Let $(V,|.|_V)$ be a normed space and $(Y,|.|_Y)$ a Banach space. Suppose $X$ is dense in V and that for some $L>0$ the function $f:X\rightarrow{}Y$ satisfies
$$|f(x_1)-f(x_2)|_Y\le{L|x_1-x_2|_X}$$ for every $x_1,x_2\in{X}$.
I want to show there is a unique continuous function $F$ on $V$ that is equal to $f$ on X.
My attempt:
I have successfully done all of this apart from proving uniqueness. The function I used is:
$$\text{for }v\in{V},\text{define }F:V\rightarrow{Y},\text{ by }F(v) =\lim_{n\rightarrow{}\infty}{f(x_n)}$$ with $(x_n)$ a sequence converging to $v$.
Any hints on how to prove uniqueness would be appreciated.

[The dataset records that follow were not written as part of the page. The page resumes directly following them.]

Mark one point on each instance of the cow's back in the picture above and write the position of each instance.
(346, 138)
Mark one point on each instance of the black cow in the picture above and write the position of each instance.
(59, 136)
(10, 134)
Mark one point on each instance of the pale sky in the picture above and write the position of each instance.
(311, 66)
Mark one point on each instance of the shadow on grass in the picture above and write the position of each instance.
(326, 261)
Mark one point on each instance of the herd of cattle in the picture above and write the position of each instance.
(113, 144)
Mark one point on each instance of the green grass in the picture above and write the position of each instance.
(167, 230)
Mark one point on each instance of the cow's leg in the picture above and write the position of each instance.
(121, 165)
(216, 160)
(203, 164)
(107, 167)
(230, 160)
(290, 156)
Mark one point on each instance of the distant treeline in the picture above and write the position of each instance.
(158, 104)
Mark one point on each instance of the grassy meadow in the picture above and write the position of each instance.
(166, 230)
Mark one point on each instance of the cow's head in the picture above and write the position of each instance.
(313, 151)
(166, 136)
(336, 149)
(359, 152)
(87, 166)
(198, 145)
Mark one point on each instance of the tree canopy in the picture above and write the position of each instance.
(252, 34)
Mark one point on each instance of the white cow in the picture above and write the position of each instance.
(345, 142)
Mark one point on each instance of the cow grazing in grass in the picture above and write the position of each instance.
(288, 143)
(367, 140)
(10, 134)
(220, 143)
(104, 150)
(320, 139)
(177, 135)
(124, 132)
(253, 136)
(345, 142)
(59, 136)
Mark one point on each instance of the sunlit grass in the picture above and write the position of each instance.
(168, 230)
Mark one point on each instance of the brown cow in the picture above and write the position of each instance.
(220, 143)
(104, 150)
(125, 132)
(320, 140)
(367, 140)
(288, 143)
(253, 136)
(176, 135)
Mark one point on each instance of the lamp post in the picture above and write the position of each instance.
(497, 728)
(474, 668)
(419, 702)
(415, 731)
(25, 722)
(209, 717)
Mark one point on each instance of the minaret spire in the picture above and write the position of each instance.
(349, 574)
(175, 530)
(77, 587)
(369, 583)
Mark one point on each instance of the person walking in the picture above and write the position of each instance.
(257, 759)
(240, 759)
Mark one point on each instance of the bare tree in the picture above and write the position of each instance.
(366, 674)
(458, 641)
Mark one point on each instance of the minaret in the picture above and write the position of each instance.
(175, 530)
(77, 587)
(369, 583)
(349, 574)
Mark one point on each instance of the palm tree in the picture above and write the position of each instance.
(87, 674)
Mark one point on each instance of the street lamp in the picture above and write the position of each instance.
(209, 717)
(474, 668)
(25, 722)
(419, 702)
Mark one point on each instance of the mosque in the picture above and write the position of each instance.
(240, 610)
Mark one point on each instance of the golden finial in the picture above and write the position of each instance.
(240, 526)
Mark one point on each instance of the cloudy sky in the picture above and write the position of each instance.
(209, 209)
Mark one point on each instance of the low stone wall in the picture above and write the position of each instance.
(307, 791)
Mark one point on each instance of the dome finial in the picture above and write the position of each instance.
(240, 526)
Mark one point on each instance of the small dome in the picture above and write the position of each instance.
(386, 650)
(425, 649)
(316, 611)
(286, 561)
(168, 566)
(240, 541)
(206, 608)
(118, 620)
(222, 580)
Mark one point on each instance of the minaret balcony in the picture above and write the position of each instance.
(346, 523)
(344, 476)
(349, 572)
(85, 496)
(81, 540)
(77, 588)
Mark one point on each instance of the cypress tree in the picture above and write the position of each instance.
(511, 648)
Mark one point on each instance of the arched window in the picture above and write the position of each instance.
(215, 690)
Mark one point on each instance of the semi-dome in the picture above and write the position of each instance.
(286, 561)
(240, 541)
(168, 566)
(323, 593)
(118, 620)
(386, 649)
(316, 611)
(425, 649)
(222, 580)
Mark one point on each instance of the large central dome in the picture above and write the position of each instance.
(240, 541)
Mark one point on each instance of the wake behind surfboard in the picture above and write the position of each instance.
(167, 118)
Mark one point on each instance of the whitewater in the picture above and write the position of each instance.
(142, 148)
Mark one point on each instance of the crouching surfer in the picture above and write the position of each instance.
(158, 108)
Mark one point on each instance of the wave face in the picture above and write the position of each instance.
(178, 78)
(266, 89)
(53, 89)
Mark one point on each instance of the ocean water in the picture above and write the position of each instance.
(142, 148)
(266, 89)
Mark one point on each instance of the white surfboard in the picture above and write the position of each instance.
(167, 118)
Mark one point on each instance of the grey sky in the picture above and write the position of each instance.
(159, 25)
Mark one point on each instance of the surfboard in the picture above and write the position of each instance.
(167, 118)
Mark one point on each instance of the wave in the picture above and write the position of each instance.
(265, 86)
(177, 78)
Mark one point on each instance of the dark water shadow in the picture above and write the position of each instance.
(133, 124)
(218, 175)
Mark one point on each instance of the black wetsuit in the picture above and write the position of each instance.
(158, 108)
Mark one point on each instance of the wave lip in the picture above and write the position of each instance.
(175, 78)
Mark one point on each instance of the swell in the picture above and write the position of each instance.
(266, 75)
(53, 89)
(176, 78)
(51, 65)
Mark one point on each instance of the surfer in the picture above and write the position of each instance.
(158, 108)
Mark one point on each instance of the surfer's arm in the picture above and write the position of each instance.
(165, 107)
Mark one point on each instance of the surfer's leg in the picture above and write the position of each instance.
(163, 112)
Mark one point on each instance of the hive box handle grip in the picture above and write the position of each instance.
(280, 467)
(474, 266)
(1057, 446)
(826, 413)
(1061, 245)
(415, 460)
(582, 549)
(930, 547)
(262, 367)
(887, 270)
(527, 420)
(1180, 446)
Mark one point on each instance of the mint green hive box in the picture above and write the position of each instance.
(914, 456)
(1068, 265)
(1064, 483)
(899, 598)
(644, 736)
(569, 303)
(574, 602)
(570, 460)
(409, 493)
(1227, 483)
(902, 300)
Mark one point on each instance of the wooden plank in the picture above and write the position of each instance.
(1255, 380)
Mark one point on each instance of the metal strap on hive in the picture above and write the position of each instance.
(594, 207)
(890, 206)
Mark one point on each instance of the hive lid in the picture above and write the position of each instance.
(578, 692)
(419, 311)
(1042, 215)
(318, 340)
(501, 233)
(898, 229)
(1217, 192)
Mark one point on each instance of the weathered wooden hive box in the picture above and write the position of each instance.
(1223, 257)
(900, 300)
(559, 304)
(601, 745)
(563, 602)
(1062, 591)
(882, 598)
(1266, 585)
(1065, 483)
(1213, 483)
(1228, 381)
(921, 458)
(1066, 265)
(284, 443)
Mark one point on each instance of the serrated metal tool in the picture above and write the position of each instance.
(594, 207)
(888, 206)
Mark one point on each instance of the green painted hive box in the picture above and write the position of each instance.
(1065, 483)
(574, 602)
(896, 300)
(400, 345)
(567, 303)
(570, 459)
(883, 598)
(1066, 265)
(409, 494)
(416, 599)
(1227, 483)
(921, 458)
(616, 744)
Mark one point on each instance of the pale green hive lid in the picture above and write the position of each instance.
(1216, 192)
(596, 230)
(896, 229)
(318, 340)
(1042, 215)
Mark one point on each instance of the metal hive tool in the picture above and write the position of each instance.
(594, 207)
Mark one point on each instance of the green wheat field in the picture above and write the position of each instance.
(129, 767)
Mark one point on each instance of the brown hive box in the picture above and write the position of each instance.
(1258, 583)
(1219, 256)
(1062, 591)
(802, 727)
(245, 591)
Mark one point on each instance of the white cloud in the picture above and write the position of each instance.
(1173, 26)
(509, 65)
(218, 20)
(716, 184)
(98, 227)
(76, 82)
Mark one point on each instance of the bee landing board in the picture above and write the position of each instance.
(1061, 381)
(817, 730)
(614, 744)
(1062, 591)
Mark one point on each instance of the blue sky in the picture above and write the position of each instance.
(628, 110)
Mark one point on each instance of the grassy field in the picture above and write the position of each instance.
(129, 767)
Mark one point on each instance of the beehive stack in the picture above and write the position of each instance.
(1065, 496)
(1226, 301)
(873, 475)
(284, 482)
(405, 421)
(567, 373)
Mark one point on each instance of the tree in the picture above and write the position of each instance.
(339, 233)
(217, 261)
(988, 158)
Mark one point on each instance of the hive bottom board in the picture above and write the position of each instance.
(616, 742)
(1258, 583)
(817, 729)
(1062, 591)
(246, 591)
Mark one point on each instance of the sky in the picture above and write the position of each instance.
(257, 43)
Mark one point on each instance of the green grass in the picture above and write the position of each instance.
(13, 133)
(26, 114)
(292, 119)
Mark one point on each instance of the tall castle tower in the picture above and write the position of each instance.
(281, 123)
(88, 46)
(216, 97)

Suppose that $F,G$ are two continuous functions such that $F=G=f$ on $X$. If $v\in V$ is arbitrary, pick $(x_n)\subset X$ such that $x_n\to v$. Then by continuity, $F(x_n)\to F(v)$ and $G(x_n)\to G(v)$, but $F(x_n)=G(x_n)=f(x_n)$, so, bu uniquness of limits on normed spaces, we have $F(v)=G(v)$, since $(f(x_n))$ converges both to $F(v)$ and $G(v)$.